8 thoughts on “Montana’s Bitterroot Front Project More FS Snake Oil

  1. Aren’t we so fed up with these various government agencies that exist for (nearly) the sole purpose to support Big Logging, Big Oil, Big Ag, Big Chemicals, Big Trophy Hunting, etc! These agencies are infested with those special interests in their higher management positions. It is truly shameful and disgusting.

    1. This is core, an issue I wish GW would tackle more. The problem with our agencies is one of Public Administration, an entire field of work, and such in academia should find it ripe regarding public lands and their administration.

      Unfortunately, not many academics or “professional environmentalists” do; and, fewer have any government experience at all if they did. Therefore, they don’t know many questions to ask, develop hypothesis given to them by agencies themselves.

      As a poli-sci guy, Maughan should be able to appreciate this. My background is ed background both poli-sci and Public Admin and I and my spouse worked for agencies. I’ve often thought of docteral work in this area, but at 58 and no longer possessing efficacy, I prefer my garden.

      GW did a piece a year ago or so on State Colleges vs Universities. The indoctrination in each is a big part of the problem with agencies today.

      Another is burnout and cooptation, hostile places to the application of both law and science, anyone not adapting easily and quickly eliminated, anyone moral or ethical eliminating themselves from public service.

      I encourage GW to do more on how to reform our public land management agencies from the inside out.

  2. Perhaps you could include some sort of action the reader could take to respond to your description of a particular problem in a particular region. For example, providing information on how to communicate to a specific U.S. Forest Service, BLM, or Park Service official.
    Thanks for all you do.

  3. I posted this earlier on this site but it is worth repeating here.
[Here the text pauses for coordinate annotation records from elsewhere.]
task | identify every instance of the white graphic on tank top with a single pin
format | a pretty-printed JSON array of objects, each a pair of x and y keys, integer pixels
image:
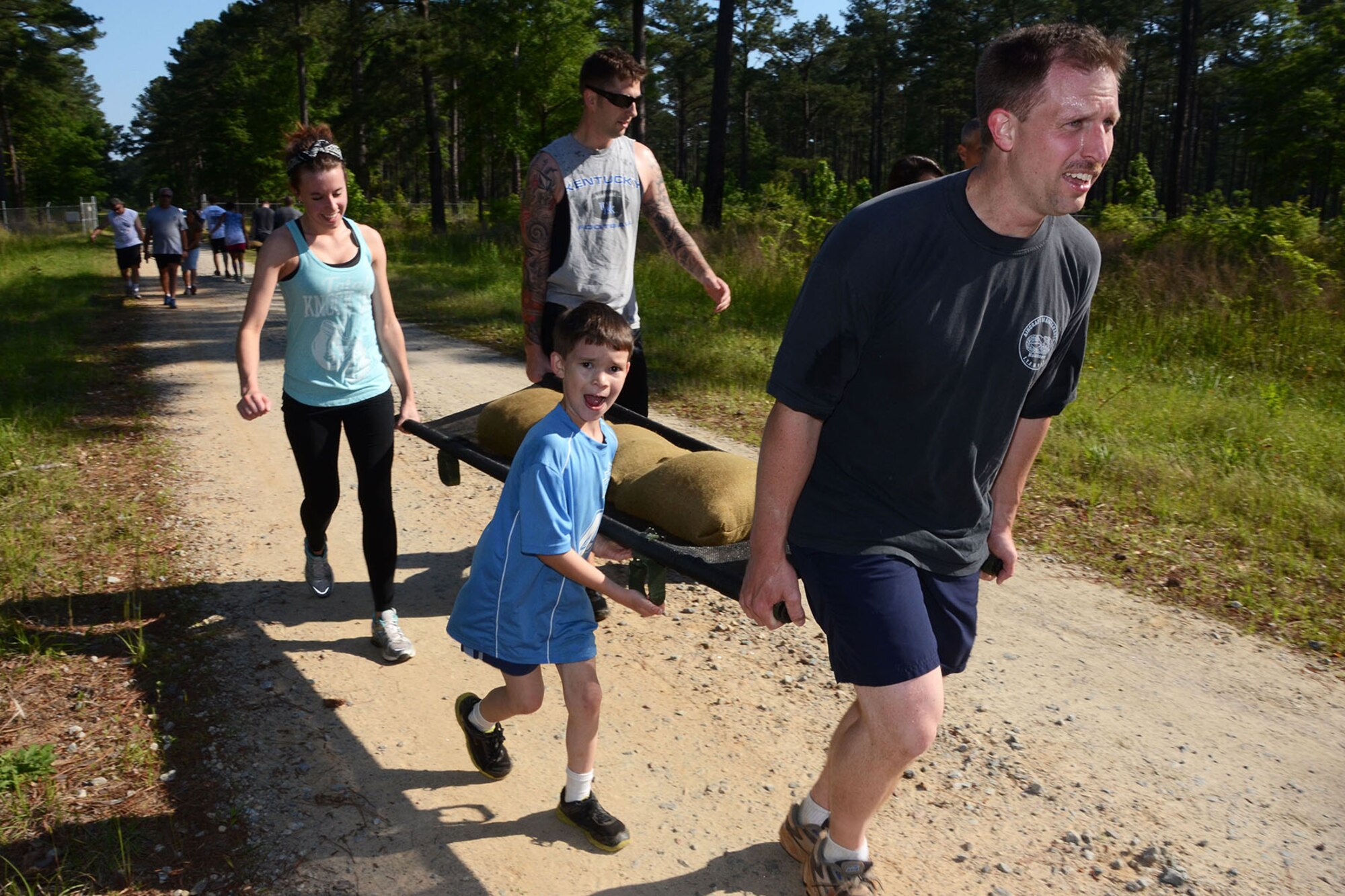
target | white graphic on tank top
[
  {"x": 336, "y": 354},
  {"x": 1038, "y": 341},
  {"x": 338, "y": 348}
]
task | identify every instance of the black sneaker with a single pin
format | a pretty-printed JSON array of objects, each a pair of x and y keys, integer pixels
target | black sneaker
[
  {"x": 601, "y": 608},
  {"x": 485, "y": 748},
  {"x": 599, "y": 826}
]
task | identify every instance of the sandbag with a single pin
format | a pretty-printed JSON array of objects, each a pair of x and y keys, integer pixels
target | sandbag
[
  {"x": 638, "y": 451},
  {"x": 504, "y": 423},
  {"x": 704, "y": 497}
]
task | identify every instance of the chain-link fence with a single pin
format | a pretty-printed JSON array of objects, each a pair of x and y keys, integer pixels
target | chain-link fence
[{"x": 50, "y": 218}]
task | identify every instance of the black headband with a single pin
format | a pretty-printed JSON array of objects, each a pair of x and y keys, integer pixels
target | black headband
[{"x": 313, "y": 153}]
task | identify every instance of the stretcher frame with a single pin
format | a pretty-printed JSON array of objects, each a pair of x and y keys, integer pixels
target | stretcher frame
[{"x": 720, "y": 568}]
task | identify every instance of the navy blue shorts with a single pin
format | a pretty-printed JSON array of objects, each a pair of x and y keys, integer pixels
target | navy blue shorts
[
  {"x": 518, "y": 670},
  {"x": 886, "y": 619}
]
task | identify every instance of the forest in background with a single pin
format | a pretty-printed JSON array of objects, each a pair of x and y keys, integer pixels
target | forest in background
[{"x": 445, "y": 101}]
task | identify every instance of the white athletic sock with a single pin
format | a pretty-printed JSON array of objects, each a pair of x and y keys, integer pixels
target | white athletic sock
[
  {"x": 813, "y": 814},
  {"x": 835, "y": 852},
  {"x": 578, "y": 786},
  {"x": 479, "y": 720}
]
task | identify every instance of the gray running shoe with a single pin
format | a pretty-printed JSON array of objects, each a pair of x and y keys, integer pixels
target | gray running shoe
[
  {"x": 797, "y": 837},
  {"x": 849, "y": 877},
  {"x": 318, "y": 572},
  {"x": 387, "y": 633}
]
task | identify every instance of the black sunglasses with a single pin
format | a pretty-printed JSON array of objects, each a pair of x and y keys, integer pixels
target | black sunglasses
[{"x": 618, "y": 100}]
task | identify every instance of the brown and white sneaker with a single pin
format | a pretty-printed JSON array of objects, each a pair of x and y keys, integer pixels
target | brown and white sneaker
[
  {"x": 797, "y": 837},
  {"x": 848, "y": 877}
]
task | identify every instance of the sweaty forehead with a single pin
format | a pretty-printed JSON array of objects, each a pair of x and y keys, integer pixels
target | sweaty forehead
[{"x": 617, "y": 85}]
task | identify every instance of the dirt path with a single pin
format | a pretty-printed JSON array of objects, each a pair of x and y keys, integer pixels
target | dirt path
[{"x": 1089, "y": 728}]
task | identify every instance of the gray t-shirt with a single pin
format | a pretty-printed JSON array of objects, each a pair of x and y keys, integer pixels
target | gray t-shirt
[
  {"x": 124, "y": 228},
  {"x": 166, "y": 227},
  {"x": 921, "y": 337},
  {"x": 594, "y": 233}
]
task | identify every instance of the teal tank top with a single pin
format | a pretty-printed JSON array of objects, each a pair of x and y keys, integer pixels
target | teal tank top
[{"x": 332, "y": 345}]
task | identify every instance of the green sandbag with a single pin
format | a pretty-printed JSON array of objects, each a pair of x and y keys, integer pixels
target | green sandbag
[
  {"x": 704, "y": 497},
  {"x": 504, "y": 423},
  {"x": 638, "y": 451}
]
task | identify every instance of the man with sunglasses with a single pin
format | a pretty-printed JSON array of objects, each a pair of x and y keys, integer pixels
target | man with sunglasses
[
  {"x": 580, "y": 209},
  {"x": 939, "y": 330}
]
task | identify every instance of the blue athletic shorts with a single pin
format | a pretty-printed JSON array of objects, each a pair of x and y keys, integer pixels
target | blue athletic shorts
[
  {"x": 886, "y": 619},
  {"x": 518, "y": 670}
]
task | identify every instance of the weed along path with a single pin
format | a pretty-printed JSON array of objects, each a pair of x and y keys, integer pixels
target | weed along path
[{"x": 1096, "y": 740}]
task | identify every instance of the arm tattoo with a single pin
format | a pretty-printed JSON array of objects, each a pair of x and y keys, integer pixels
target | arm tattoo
[
  {"x": 673, "y": 235},
  {"x": 536, "y": 220}
]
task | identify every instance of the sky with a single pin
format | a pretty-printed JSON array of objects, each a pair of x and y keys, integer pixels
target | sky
[{"x": 139, "y": 34}]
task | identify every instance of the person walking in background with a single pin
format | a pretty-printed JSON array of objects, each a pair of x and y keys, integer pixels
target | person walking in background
[
  {"x": 263, "y": 222},
  {"x": 127, "y": 239},
  {"x": 909, "y": 170},
  {"x": 236, "y": 241},
  {"x": 215, "y": 216},
  {"x": 167, "y": 229},
  {"x": 937, "y": 334},
  {"x": 196, "y": 231},
  {"x": 580, "y": 210},
  {"x": 341, "y": 331}
]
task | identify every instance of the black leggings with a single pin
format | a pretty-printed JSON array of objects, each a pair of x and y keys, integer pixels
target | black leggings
[
  {"x": 636, "y": 391},
  {"x": 315, "y": 438}
]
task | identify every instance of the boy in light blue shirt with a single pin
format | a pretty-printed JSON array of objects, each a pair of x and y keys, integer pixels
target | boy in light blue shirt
[{"x": 524, "y": 603}]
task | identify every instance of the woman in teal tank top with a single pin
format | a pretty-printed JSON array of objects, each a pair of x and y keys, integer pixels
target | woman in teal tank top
[{"x": 342, "y": 342}]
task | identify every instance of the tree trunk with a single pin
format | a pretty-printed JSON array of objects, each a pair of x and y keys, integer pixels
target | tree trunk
[
  {"x": 455, "y": 155},
  {"x": 436, "y": 154},
  {"x": 878, "y": 181},
  {"x": 712, "y": 210},
  {"x": 1179, "y": 171},
  {"x": 638, "y": 52},
  {"x": 681, "y": 130},
  {"x": 743, "y": 131},
  {"x": 302, "y": 61},
  {"x": 360, "y": 155},
  {"x": 13, "y": 173}
]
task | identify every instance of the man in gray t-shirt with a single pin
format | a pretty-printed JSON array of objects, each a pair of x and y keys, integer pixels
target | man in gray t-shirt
[
  {"x": 938, "y": 331},
  {"x": 580, "y": 209},
  {"x": 167, "y": 228}
]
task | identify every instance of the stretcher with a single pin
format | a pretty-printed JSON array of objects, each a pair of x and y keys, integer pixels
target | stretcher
[{"x": 720, "y": 568}]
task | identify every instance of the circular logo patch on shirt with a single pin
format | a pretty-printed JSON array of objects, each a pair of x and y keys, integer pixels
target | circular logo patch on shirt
[{"x": 1038, "y": 341}]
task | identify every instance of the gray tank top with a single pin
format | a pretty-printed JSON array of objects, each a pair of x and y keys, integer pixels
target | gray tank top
[{"x": 594, "y": 236}]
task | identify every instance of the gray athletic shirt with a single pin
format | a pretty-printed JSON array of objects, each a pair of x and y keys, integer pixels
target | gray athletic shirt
[
  {"x": 599, "y": 217},
  {"x": 919, "y": 338},
  {"x": 166, "y": 227}
]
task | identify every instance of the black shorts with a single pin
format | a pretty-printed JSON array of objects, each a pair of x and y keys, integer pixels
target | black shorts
[
  {"x": 888, "y": 620},
  {"x": 130, "y": 256}
]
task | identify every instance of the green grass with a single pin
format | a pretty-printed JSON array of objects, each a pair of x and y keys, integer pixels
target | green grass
[
  {"x": 1204, "y": 459},
  {"x": 79, "y": 499}
]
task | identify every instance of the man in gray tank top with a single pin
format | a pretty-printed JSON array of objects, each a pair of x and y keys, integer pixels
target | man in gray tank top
[{"x": 580, "y": 209}]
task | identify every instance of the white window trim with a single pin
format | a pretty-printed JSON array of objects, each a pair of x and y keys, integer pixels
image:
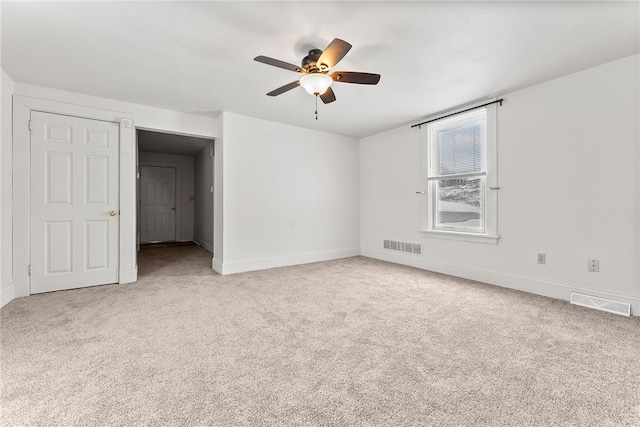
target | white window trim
[{"x": 490, "y": 234}]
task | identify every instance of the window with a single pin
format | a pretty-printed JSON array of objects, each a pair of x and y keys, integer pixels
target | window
[{"x": 460, "y": 153}]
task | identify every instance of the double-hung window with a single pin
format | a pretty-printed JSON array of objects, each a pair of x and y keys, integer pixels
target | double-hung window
[{"x": 460, "y": 159}]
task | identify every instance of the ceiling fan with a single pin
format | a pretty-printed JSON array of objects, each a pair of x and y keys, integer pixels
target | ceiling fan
[{"x": 317, "y": 80}]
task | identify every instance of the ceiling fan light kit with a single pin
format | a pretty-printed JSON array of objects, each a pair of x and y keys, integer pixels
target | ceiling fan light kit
[{"x": 315, "y": 67}]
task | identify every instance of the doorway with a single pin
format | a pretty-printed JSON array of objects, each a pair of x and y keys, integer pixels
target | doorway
[
  {"x": 175, "y": 198},
  {"x": 157, "y": 204}
]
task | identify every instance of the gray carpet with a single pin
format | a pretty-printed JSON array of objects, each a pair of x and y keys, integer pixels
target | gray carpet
[{"x": 352, "y": 342}]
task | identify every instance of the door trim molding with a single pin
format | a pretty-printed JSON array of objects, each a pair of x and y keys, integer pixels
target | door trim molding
[{"x": 22, "y": 107}]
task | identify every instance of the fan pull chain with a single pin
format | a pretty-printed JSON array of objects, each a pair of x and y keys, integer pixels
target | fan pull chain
[{"x": 316, "y": 106}]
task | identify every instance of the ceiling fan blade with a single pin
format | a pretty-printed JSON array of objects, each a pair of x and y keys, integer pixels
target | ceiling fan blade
[
  {"x": 285, "y": 88},
  {"x": 277, "y": 63},
  {"x": 336, "y": 50},
  {"x": 355, "y": 77},
  {"x": 328, "y": 96}
]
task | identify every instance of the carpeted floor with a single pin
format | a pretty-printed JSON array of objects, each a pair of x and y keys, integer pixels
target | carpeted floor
[{"x": 351, "y": 342}]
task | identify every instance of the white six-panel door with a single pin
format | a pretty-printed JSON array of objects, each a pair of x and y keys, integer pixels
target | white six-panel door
[
  {"x": 74, "y": 202},
  {"x": 158, "y": 204}
]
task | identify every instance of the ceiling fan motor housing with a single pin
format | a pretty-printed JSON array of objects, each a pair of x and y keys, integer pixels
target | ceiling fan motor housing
[{"x": 309, "y": 62}]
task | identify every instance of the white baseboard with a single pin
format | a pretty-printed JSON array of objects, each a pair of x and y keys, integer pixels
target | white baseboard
[
  {"x": 7, "y": 294},
  {"x": 532, "y": 285},
  {"x": 205, "y": 245},
  {"x": 216, "y": 265},
  {"x": 284, "y": 261}
]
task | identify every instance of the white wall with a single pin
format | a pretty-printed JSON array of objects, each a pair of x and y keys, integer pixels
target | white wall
[
  {"x": 7, "y": 291},
  {"x": 203, "y": 205},
  {"x": 184, "y": 188},
  {"x": 290, "y": 195},
  {"x": 569, "y": 172}
]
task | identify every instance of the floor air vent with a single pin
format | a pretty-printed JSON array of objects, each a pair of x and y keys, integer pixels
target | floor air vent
[
  {"x": 603, "y": 304},
  {"x": 412, "y": 248}
]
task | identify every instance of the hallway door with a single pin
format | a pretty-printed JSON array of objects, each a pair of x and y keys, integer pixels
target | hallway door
[{"x": 158, "y": 204}]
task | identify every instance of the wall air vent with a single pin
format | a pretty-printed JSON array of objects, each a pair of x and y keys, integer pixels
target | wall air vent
[
  {"x": 603, "y": 304},
  {"x": 412, "y": 248}
]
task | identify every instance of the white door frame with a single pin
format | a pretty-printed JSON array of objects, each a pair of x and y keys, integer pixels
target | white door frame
[{"x": 22, "y": 107}]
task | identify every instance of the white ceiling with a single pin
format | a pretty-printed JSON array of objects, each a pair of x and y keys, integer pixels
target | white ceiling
[{"x": 197, "y": 57}]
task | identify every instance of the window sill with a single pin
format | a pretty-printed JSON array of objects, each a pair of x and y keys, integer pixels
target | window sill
[{"x": 462, "y": 236}]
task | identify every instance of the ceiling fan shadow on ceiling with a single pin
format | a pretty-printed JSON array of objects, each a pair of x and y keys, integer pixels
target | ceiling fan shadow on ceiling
[{"x": 315, "y": 66}]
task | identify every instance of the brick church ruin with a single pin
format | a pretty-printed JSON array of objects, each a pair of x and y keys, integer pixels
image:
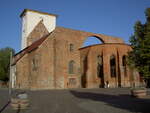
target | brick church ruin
[{"x": 53, "y": 57}]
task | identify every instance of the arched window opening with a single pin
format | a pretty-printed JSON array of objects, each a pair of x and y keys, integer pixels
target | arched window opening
[
  {"x": 71, "y": 47},
  {"x": 99, "y": 66},
  {"x": 91, "y": 41},
  {"x": 71, "y": 67},
  {"x": 113, "y": 66},
  {"x": 34, "y": 63},
  {"x": 124, "y": 64}
]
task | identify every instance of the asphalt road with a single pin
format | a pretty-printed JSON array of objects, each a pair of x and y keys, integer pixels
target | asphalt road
[{"x": 79, "y": 101}]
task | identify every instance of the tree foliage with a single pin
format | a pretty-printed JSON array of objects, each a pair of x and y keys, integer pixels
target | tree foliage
[
  {"x": 4, "y": 62},
  {"x": 140, "y": 42}
]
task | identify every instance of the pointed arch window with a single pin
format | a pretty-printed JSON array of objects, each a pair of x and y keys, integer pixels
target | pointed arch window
[
  {"x": 99, "y": 66},
  {"x": 113, "y": 66},
  {"x": 71, "y": 67},
  {"x": 124, "y": 64},
  {"x": 71, "y": 47}
]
This is new research on the Oregon fires last year that again confirm What George has been writing for some time.

    https://www.pdx.edu/news/factors-including-extreme-winds-topography-and-vegetation-influenced-severity-burns-oregons

    “90% of the burning occurred during high winds,” said Dr. Cody Every, a Research Associate in the Department of Environmental Science and Management at Portland State and the study’s lead author.

  4. Another disgusting example of the FS’s idea of “saving a forest.” Just as here in NM: the FS is pushing more “controlled burns” (currently several, out of “control”) burning thousands of precious forest, wildlife habitat. The real reason for this? Salvage Logging.

    Thanks for the excellent comments & for the photos! As Laurie says:” the sole purpose: to support Big Logging, Big Oil, Big Ag, Big Chemicals, Big Trophy Hunting…” It is, indeed, shameful.

  5. Thanks for your persistence George…

    So often foresters look at a regrowing forest decades after a clearcut and claim its ugly and unhealthy. Truth is the original clearcut is the true source of what’s ugly and unhealthy and their desire to “fix it” is much like a little kid who can’t stop picking at a scab, which can lead to a life long scar instead of recovery to healthy skin.

    But as always, the amount of time it takes grow a crop of forest to harvest takes so long, that there’s no feedback or basic accountability that farmers who harvest annually are strictly bound to. I wrote about this on a new website I’m working on: https://rfpf.org/2022/04/22/tree-farms-vs-crop-farms/

  6. I certainly agree, Deane.
    Other groups too like to use words from farming to justify their practices. Any agency or company in charge of growing something are prone to use farming metaphors, especially “harvest.”
    Even those where it should be clear there is no growing going on sometimes use these words like when a mining outfit might say “we are just harvesting the minerals the good Lord laid down for us.”

  7. A bit off topic, but I couldn’t resist sharing. Wildlife report:

    We were out early this morning, driving in our neighborhood really, two lane road, when I happened to see something in the road up ahead, carrion maybe? Well guess who swooped in and picked it up? A bald eagle!!!

    Right in front of our car, but a safe enough distance away. Couldn’t believe our eyes!